Similarly, 78% of advisors in 2009 said they suggest retirees reduce exposure to equities as they age. Two years ago, only 59% of advisors recommended that.
It is easy to understand the movement to more fixed investments: The recent market downturn has been extremely painful and has made many investors anxious. Thus, even though retirements are becoming longer and more expensive and even though the proportion of people who have not accumulated enough for financial security is growing, a number of advisors are recommending (or planning to recommend) portfolios having conservative investments.
This creates a foreseeable problem. Historically, conservative investments have produced lower returns than equities over the long term. Since retirement is, most often and hopefully, long term, those portfolios are likely to fall short of retirees’ long-term goals and needs.

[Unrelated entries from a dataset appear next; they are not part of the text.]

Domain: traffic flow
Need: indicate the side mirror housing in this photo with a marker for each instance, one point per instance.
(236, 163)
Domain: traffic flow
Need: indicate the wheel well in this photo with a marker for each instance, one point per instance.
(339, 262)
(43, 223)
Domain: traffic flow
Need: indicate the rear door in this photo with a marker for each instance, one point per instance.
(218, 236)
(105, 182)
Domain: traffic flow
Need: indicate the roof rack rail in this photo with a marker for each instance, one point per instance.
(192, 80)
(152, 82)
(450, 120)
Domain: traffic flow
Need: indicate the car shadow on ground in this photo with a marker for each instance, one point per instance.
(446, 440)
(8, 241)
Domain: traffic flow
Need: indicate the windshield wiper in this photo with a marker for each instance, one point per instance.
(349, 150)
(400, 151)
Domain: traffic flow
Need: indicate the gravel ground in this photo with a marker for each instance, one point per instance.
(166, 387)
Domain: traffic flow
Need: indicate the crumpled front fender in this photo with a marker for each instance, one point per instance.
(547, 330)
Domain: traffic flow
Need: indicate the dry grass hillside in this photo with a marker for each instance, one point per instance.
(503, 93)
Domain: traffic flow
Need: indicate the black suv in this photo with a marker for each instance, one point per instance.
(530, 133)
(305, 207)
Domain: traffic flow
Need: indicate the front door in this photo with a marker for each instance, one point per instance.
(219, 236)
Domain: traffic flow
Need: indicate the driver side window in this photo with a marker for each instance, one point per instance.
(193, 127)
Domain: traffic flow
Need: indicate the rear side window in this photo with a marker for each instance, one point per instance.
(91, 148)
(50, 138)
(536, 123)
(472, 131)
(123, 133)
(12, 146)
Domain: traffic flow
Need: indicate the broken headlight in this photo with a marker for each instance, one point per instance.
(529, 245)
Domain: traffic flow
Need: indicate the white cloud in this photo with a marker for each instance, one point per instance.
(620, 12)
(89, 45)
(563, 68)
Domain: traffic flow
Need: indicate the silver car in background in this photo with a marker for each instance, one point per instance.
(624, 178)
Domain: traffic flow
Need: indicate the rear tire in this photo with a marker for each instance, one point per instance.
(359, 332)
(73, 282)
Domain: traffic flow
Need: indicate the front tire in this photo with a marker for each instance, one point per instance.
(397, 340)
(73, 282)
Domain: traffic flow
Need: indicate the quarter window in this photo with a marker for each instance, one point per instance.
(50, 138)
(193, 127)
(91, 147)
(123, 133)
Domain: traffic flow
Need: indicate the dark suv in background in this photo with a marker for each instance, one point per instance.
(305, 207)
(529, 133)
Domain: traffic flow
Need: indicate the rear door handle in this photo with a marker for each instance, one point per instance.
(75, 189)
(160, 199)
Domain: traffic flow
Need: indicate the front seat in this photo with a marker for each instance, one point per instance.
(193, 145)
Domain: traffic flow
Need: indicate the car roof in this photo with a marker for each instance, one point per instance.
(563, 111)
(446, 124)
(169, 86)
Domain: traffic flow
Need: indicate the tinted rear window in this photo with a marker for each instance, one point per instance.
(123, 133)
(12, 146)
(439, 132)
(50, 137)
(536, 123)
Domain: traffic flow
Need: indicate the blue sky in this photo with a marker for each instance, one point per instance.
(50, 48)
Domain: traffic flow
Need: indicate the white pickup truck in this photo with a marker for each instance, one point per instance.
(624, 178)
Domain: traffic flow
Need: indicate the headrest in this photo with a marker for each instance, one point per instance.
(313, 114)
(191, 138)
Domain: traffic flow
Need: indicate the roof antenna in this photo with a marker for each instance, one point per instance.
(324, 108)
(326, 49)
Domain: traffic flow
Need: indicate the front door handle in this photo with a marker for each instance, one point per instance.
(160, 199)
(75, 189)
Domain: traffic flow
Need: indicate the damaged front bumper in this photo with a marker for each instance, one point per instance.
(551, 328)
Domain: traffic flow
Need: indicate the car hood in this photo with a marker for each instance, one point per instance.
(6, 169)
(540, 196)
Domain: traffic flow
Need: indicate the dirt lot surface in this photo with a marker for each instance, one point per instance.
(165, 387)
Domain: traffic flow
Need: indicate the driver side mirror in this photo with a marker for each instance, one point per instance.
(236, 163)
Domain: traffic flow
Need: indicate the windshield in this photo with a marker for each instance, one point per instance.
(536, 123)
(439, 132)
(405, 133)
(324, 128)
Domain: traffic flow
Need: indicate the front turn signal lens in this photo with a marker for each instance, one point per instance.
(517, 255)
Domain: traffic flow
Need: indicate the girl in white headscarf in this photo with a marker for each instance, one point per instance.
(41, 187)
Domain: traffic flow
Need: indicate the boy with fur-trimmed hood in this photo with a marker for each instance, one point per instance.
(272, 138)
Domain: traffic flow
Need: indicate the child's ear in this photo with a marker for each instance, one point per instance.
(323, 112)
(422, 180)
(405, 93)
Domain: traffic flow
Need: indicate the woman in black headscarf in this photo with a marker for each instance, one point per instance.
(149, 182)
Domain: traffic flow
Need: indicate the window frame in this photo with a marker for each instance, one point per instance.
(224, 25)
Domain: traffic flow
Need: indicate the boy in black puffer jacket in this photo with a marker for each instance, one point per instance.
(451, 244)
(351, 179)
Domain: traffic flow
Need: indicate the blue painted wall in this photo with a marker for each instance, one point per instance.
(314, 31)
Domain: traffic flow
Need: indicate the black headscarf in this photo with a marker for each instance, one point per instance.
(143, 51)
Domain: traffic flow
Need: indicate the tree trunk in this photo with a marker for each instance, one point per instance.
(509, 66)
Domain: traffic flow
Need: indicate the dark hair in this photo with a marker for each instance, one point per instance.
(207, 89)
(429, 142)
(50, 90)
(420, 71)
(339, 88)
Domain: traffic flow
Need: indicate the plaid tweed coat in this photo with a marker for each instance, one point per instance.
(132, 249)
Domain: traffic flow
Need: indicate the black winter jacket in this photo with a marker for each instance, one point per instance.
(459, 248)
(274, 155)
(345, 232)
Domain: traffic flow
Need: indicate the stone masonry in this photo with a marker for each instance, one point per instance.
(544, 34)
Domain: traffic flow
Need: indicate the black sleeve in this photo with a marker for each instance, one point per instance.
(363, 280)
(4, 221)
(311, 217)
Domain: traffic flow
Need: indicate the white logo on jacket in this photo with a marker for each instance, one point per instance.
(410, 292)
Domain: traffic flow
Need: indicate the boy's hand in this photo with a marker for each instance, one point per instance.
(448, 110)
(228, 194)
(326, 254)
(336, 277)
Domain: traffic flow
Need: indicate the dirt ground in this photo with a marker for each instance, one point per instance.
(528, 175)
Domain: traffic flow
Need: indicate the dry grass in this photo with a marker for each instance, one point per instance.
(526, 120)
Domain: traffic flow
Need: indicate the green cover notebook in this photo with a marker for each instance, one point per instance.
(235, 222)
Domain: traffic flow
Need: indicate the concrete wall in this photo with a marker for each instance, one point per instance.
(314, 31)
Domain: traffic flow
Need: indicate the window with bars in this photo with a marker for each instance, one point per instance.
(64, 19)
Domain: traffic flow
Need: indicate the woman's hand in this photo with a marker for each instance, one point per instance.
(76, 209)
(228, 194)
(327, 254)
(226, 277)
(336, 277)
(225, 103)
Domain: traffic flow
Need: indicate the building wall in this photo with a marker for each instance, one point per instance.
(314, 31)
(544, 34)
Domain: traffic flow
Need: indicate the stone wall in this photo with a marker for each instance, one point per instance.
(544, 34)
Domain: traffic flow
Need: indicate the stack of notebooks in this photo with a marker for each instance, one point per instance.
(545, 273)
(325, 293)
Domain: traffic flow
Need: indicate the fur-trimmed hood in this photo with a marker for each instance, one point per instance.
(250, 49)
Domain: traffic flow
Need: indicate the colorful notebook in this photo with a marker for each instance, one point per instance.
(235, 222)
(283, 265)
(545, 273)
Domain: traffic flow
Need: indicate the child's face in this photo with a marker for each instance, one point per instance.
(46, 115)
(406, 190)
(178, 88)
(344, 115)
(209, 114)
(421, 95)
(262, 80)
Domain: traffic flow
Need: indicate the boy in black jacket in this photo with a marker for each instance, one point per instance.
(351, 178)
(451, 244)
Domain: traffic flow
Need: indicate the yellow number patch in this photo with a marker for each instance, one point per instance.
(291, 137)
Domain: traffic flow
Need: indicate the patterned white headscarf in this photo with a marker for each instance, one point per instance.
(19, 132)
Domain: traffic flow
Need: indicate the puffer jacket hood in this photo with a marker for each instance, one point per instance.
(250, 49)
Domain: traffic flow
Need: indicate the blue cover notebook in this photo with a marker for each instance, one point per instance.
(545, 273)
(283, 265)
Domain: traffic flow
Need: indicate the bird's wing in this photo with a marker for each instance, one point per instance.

If retirees become even more conservative investors, they will need new strategies to help provide the financial security so important to them. Here are three ideas.
First, if retirement portfolios are likely to produce less income, it becomes more important to get more retirement support from financial products bought prior to retirement.
One way to do this is to design financial products that people need while working to provide more benefits when they are retired. This can be done by designing products that transform at or during retirement. How about a life insurance policy that starts providing lifetime monthly income at the insured’s age 80, or a disability insurance policy that transforms to long term care insurance at a preferred rate at the insured’s age 65 or retirement?
A second approach is to encourage people in their late 40s and early 50s to buy financial products they will carry through retirement. Buying at earlier ages reduces the cost of the coverage in retirement.
Take LTC insurance, for example. The earlier it is bought, the lower the premium that is required during retirement. There is a further advantage: even those in the later working years of the early 50s to mid-60s do have a not imperceptible risk of needing LTC. Buying the coverage early can turn out to be extremely useful for them.
The workplace is a good venue for agents to use to present this coverage. There is ample evidence that many companies understand that their employees are concerned about the potential cost of LTC. Indeed, many companies are now losing productivity because the LTC their employees are providing to elderly parents is cutting into the hours the employees put in at work. So companies are sensitive to this issue.
However, research by my company has found that most employee benefit decision makers have not been approached by a financial advisor about offering LTC coverage as a voluntary benefit.
The workplace is an efficient site for reaching pre-retirees about LTC and other products that can be carried through retirement.
The third strategy is to make the fixed part of the portfolio more effective.
A great deal of attention has been paid to the equity side of the portfolio, but very little on the composition of the fixed part. Yet if the fixed side is where most of the money will be invested in retirement, it is important for it to produce as much as possible.
There are a number of ways to do this. One of is to allocate some assets to life annuities. A few months ago, for instance, a couple, both age 80, could invest $100,000 and get an annual income of $2,350 on a two-year bank certificate of deposit or $5,080 on a 10-year corporate bond (AAA). However, this same couple could get an income of $10,220 a year from a life annuity and have it guaranteed for life.
The next generation of retirees will not want to end life in extreme frugality, but it appears that many are destined for that, especially those living longer than average.
If portfolios become more conservative, advisors and financial services companies should develop products and strategies that help retirees derive the most efficiency they can from the available financial products.